A ground-based 3D radar supports the system with detection and tracking out to 100 kilometers (62 miles), feeding targeting data to the DDS-10K’s autonomous and remotely controlled guidance systems. The aircraft also carries electro-optical sensors for terminal guidance and an anti-jam GNSS receiver designed to maintain navigation accuracy in electronic warfare environments.
The interceptor drone concept addresses a specific problem in counter-drone defense that conventional air defense systems solve expensively and surface-to-air missiles do not always solve at all. Traditional short-range air defense missiles like the Igla or Stinger cost tens of thousands of dollars per shot and carry single warheads, making them poor economic choices against cheap attrition drones that may cost far less than the interceptor.

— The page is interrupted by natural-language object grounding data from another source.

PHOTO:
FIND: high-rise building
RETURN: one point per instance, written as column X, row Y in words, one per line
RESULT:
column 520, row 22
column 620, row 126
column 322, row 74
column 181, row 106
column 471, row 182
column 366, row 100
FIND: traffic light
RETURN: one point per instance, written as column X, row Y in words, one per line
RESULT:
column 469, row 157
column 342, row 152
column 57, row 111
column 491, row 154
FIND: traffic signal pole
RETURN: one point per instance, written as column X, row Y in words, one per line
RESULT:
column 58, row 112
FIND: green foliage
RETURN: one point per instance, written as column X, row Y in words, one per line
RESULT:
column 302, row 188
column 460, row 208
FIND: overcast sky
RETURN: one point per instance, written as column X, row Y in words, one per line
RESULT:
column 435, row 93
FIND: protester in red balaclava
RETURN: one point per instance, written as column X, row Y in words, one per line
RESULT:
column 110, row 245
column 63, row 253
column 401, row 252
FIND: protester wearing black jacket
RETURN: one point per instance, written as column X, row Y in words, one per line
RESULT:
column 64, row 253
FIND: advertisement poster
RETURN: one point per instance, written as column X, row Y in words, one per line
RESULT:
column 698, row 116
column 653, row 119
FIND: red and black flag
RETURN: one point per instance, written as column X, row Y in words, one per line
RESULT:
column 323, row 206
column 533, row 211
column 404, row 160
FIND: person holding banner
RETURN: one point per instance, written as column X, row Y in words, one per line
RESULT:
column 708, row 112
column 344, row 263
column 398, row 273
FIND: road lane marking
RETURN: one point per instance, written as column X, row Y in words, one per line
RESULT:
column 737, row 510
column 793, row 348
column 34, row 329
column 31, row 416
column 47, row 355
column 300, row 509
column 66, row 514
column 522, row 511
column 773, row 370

Longer-range missile systems like the Patriot or NASAMS are highly effective but cost hundreds of thousands of dollars per engagement. An interceptor drone that costs significantly less than a Shahed, hunts targets autonomously using its own sensors, and can be launched in quantity creates a different cost dynamic, particularly for a country like Armenia that lacks the defense budget to field large inventories of expensive missile interceptors.
Davaro’s broader product line illustrates how Armenia is approaching the technology challenge. The company describes itself as an Armenian drone manufacturer and AI-powered software company, and its systems span loitering munitions, interceptor drones, and associated ground systems. The company exhibited at the IDEX 2025 defense exhibition in Abu Dhabi, signaling export ambitions alongside domestic supply. Whether the DDS-10K can perform its advertised intercept mission against modern electronic warfare-equipped targets in contested airspace is a question only operational testing will resolve, and Davaro has not published independently verified performance data for the system. The specifications represent the company’s claims rather than demonstrated results.